4. Click the button to save the processed data.


### Step 6: Normalisation

Again we normalise the data as in the previous vignette by using median centering. 

### Step 7: Summarisation

Again we summarize the data as in the previous vignette us `Protein.Ids` to aggregate the precursor-level data in a protein-level expression value. 

### Step 8: add annotations

Repeat step 2, this will allow to perform a filtering on missing, but
at the protein-level instead of peptide-level.

### Step 9: protein filtering

Again, we will remove proteins that were identified in less
than 4 samples so that for most proteins at least two protein-level expression values are observed in each treatment group. 

So we will tolerate at most 6-4 = 2 missing values at the protein-level. 

### Save your progress

You now have completed the data processing. You can move to the
Summary tab (in the left menu).
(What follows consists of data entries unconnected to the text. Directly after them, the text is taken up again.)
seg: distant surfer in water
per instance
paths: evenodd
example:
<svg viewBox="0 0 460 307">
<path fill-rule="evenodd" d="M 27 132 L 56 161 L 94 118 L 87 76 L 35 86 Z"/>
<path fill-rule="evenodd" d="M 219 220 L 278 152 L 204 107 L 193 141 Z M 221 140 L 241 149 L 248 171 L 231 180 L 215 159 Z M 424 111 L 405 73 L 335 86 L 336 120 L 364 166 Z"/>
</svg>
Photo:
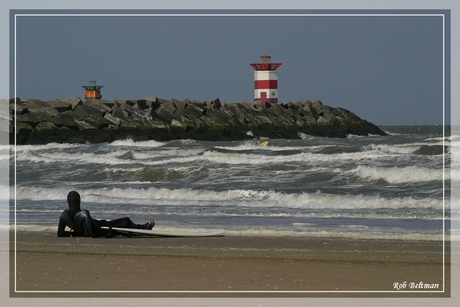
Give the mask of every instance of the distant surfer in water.
<svg viewBox="0 0 460 307">
<path fill-rule="evenodd" d="M 64 210 L 59 218 L 58 237 L 99 237 L 111 235 L 110 231 L 101 229 L 106 227 L 135 228 L 151 230 L 155 226 L 153 218 L 145 224 L 135 224 L 129 217 L 116 220 L 97 220 L 93 219 L 88 210 L 80 209 L 80 194 L 76 191 L 69 192 L 67 195 L 69 209 Z M 65 231 L 65 227 L 71 231 Z"/>
</svg>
There you will find an overview of the
data and the data processing steps.

Go to the bottom of the page and click on the "Download QFeatures"
button. A pop up windown will ask you to select a directory to store
the resulting file. By default the file is called
`qfeatures_object.rds`, but feel free to rename as you wish but you
cannot change the file extension (`.rds`).

You can now close the application.

## Statistical analysis

### Open `msqrob2gui` 

The differential analysis in the msqrob2gui remains similar to the previous vignette and tutorials.